Por que existe alfabeto?
Só enxergo uma agora
Sob outros olhos, perto
Distante, indo embora
Semelhança que atrai
Diferença que apedreja
Esperança que se vai
Coração que esbraveja.
Mesmo mundo
Frente a frente com o futuro
Sei que escrito ele já está
Cara a cara, pouco maduro
Sem conhecer o lado de lá
Uma palavra e duas traduções
Mesmo tema, várias concepções
Pouco habituado às mudanças
Reinventei-me nessas andanças
Cansado de encarar a perfeição
Fechei a janela da sua imagem
Beleza singela, não há tradução
Olhar de uma mulher: miragem
E se eu ainda ando sem rumo
É porque não aceito a direção
Muito nervosismo, pouco fumo
Insinceridade caindo ao chão
Possibilidades atraentes, duvido
Nenhuma poderia ser tão única
Tampouco seria um bom partido
Longe de ser a melhor música
Queria que meu silêncio calasse
Ele fala muito alto, estou surdo
Queria que de longe ela notasse
Ainda vivemos no mesmo mundo.
Mancha negra
Longe demais das catedrais
O sino não pode ser escutado
A cada súplica, mais e mais
Não tem razão o velho ditado
Mancha negra, ironicamente
Jovens criam um novo Papa
Ideias crescendo livremente
Há algo de errado no mapa
A tradição tão desrespeitada
Pode ter sua ausência sentida
Nossa geração, desesperada
Crê na ilusão que está nítida
Quando acaba esta tragédia?
Quem realizará o golpe final?
Qual o nome desta comédia?
Qual o seu lado: bem ou mal?
A madrugada e o seu delírio
Frequente imposição natural
Se a existência é um martírio
Que o paraíso possa ser real.
Carreira singular
Nasceste com a missão de ensinar
Uma dádiva do nosso Criador
Escolheste essa carreira singular
Que baita orgulho!

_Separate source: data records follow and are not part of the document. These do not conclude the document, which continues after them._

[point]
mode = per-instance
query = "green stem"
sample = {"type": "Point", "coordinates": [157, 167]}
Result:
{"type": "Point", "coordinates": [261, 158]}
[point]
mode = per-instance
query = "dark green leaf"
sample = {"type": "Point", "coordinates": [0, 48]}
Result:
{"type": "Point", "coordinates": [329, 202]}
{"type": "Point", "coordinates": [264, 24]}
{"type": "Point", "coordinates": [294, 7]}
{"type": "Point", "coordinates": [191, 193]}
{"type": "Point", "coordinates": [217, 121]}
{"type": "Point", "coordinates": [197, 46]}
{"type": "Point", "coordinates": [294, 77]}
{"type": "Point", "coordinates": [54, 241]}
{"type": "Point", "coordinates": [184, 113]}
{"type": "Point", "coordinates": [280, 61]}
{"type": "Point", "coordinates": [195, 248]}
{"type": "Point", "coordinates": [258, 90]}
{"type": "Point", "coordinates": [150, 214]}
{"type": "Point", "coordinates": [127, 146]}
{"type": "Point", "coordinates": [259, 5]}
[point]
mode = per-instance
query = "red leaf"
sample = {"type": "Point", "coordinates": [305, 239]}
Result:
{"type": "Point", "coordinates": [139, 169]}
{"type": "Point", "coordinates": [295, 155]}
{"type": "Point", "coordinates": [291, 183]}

Tu és professor!
O médico, o advogado, o cientista
Todos eles já passaram por ti
Sob qualquer ponto de vista
Não é por nada que estás aqui
Enfrentas dificuldades diárias
Nos quatro cantos da sala
Desde as séries primárias
Trazes conhecimento na mala
Tu me motivaste a pensar
Sem ti, o que eu saberia?
Para sempre irei lembrar
Mestre, a mim tu és alegria!
Não ria de uma criança quando ela disser que o que quer para a vida é apenas ser feliz, afinal os adultos sabem melhor do que ninguém o quão difícil isso pode ser, embora parecesse tão simples.

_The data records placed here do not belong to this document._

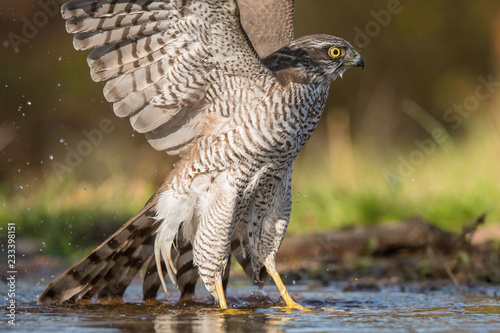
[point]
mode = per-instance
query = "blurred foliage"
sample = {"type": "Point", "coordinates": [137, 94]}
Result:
{"type": "Point", "coordinates": [427, 53]}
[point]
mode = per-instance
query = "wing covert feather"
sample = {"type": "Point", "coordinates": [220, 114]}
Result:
{"type": "Point", "coordinates": [159, 59]}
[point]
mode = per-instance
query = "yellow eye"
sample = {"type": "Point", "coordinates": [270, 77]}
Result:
{"type": "Point", "coordinates": [335, 52]}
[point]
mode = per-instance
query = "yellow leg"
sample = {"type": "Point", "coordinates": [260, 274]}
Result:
{"type": "Point", "coordinates": [220, 295]}
{"type": "Point", "coordinates": [290, 303]}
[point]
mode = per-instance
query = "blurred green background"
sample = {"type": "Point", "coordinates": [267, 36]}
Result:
{"type": "Point", "coordinates": [415, 133]}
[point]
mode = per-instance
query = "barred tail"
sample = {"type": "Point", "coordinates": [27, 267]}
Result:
{"type": "Point", "coordinates": [108, 270]}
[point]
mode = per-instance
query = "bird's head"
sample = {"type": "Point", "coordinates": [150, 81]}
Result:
{"type": "Point", "coordinates": [314, 58]}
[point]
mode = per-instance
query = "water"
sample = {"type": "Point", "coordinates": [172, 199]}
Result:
{"type": "Point", "coordinates": [392, 309]}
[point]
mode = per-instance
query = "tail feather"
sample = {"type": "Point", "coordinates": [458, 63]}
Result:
{"type": "Point", "coordinates": [151, 283]}
{"type": "Point", "coordinates": [109, 269]}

Nas calçadas de uma cidade, à noite, os piores pesadelos ganham forma. Sempre há alguém por perto, ainda que aparentemente você esteja sozinho.
Distração
Eu observo a pintura dela em outros quadros, vejo o seu rosto em outras pessoas e até temo olhar-me no espelho com a impressão de que ela aparecerá ali. Me distraia. Me perturbe. Me enlouqueça.

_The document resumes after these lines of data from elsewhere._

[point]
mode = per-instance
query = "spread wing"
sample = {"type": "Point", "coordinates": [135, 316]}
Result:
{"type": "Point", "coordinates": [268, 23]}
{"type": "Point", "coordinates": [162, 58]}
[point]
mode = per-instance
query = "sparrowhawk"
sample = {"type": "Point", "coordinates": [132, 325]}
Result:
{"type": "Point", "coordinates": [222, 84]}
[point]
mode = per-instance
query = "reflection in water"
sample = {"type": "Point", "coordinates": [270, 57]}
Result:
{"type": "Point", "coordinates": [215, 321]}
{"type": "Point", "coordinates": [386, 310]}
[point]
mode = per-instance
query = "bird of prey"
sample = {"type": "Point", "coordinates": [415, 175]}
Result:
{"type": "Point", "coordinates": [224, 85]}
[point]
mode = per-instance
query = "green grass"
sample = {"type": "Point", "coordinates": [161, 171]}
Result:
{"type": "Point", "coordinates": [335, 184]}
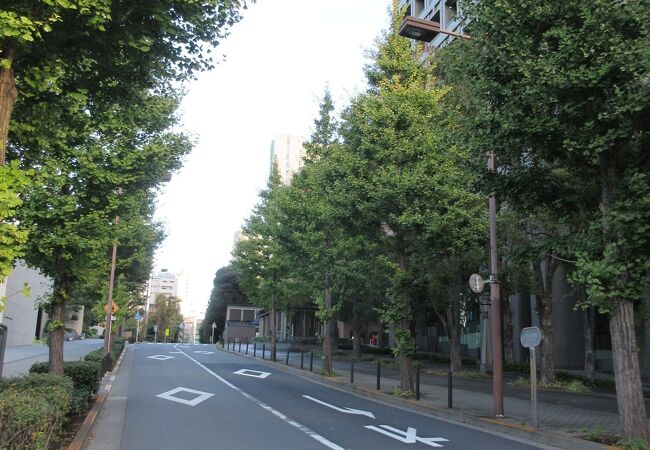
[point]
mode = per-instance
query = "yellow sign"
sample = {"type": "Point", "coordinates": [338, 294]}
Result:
{"type": "Point", "coordinates": [113, 310]}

O estado mais completo de liberdade encontra-se na companhia de quem se gosta. Estar livre é também estar preso.
Nada espero de um povo que confunde politicagem com política e não se interessa por aquilo que rege a si próprio.
Às vezes eu penso que os pingos de chuva nada mais são do que lágrimas de Deus caindo sobre a estupidez humana.